The effects of atmosphere and calcined temperature on photocatalytic activity of TiO2 nanofibers prepared by electrospinning

  • MeiLing Hu1,

    Affiliated with

    • MingHao Fang1Email author,

      Affiliated with

      • Chao Tang1,

        Affiliated with

        • Tao Yang1,

          Affiliated with

          • ZhaoHui Huang1,

            Affiliated with

            • YanGai Liu1,

              Affiliated with

              • XiaoWen Wu1 and

                Affiliated with

                • Xin Min1

                  Affiliated with

                  Nanoscale Research Letters20138:548

                  DOI: 10.1186/1556-276X-8-548

                  Received: 5 September 2013

                  Accepted: 11 December 2013

                  Published: 30 December 2013


                  TiO2-based nanofibers were synthesized using a sol–gel method and electrospinning technique. The as-spun composite fibers were heat-treated at different temperatures (500°C, 550°C, 600°C, and 650°C) and atmospheres (ammonia and nitrogen) for 4 h. The fibers had diameters of 50 to 200 nm and mainly featured anatase and rutile phases. The anatase phase decreased and the rutile phase increased with increasing temperature. Different nitrogen conditions exerted minimal effects on the TiO2 crystalline phase. Different nitriding atmospheres during preservation heating yielded various effects on fibers. The effect of nitrogen in ammonia atmosphere is better than that in nitrogen atmosphere. The fibers heat-treated at 600°C and subjected to preservation heating in NH3 showed high photocatalytic activity.

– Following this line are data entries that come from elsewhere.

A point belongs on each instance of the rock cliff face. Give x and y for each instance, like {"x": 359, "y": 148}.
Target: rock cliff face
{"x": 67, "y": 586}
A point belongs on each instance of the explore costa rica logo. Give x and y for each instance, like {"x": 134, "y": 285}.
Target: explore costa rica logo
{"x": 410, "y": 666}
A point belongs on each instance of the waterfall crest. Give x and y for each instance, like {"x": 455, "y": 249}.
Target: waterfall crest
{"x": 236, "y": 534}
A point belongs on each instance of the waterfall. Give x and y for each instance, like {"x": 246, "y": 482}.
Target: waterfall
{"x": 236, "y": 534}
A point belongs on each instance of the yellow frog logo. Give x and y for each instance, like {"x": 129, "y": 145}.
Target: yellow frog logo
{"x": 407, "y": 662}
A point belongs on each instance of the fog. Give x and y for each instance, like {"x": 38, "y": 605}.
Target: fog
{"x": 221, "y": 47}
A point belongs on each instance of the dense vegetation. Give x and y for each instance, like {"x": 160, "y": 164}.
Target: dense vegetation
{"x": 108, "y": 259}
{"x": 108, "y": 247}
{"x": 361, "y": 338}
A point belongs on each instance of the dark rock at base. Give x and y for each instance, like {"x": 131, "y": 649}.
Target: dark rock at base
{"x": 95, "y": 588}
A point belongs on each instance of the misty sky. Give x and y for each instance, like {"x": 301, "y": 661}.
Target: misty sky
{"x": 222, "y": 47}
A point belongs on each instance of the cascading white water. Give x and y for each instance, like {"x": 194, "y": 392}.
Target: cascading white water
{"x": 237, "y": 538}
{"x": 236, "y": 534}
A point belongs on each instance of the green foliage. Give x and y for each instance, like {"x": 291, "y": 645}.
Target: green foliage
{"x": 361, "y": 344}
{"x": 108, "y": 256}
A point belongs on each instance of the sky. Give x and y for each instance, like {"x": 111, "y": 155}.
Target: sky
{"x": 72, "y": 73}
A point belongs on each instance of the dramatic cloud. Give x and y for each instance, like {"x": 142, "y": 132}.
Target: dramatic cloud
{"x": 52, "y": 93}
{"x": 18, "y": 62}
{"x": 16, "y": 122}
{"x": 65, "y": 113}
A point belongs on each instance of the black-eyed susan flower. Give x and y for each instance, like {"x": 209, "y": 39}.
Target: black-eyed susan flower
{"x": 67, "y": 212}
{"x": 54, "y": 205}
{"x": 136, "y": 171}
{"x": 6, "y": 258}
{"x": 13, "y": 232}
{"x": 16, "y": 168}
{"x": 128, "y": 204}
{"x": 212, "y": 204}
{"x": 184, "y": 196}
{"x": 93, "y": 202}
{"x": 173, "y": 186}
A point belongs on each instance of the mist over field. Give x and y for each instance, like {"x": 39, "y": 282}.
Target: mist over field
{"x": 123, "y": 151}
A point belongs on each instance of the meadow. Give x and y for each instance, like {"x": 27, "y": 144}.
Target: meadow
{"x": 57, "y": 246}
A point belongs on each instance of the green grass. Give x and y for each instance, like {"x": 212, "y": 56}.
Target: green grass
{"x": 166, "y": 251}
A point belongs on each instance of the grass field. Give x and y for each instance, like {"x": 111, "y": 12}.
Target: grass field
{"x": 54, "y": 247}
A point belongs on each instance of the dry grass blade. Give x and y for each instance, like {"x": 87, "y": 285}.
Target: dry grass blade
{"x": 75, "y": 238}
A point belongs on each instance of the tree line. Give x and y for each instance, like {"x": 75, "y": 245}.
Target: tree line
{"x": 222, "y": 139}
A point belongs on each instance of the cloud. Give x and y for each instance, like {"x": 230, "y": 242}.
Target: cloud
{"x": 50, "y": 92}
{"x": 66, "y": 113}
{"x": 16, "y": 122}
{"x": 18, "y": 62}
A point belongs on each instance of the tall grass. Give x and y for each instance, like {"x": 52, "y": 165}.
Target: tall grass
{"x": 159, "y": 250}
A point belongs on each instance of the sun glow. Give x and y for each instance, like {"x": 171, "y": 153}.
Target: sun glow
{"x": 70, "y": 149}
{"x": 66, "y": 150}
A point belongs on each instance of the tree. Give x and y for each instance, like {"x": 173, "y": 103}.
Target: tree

                  TiO2 nanofibers Electrospinning Sol–gel Photocatalytic activity


                  Heterogeneous photocatalysis has been extensively investigated by researchers for the degradation of organic pollutants [1, 2]. As a very promising photocatalyst, TiO2 shows high chemical stability, high photocatalytic activity, low cost, and non-toxicity. However, the materials exhibit photocatalytic activities only under UV light at wavelengths of less than 387.5 nm. UV light accounts for only 4% of the solar light. Therefore, synthesizing a TiO2 photocatalyst with visible-light responses for environmental protection is important [37]. The catalytic activity of TiO2 is easily influenced by the agglomeration of the TiO2 particles. TiO2 thin films are considered excellent photocatalytic materials because of the large specific surface area of their particles, which improves catalytic efficiency through increased contact with pollutants [8].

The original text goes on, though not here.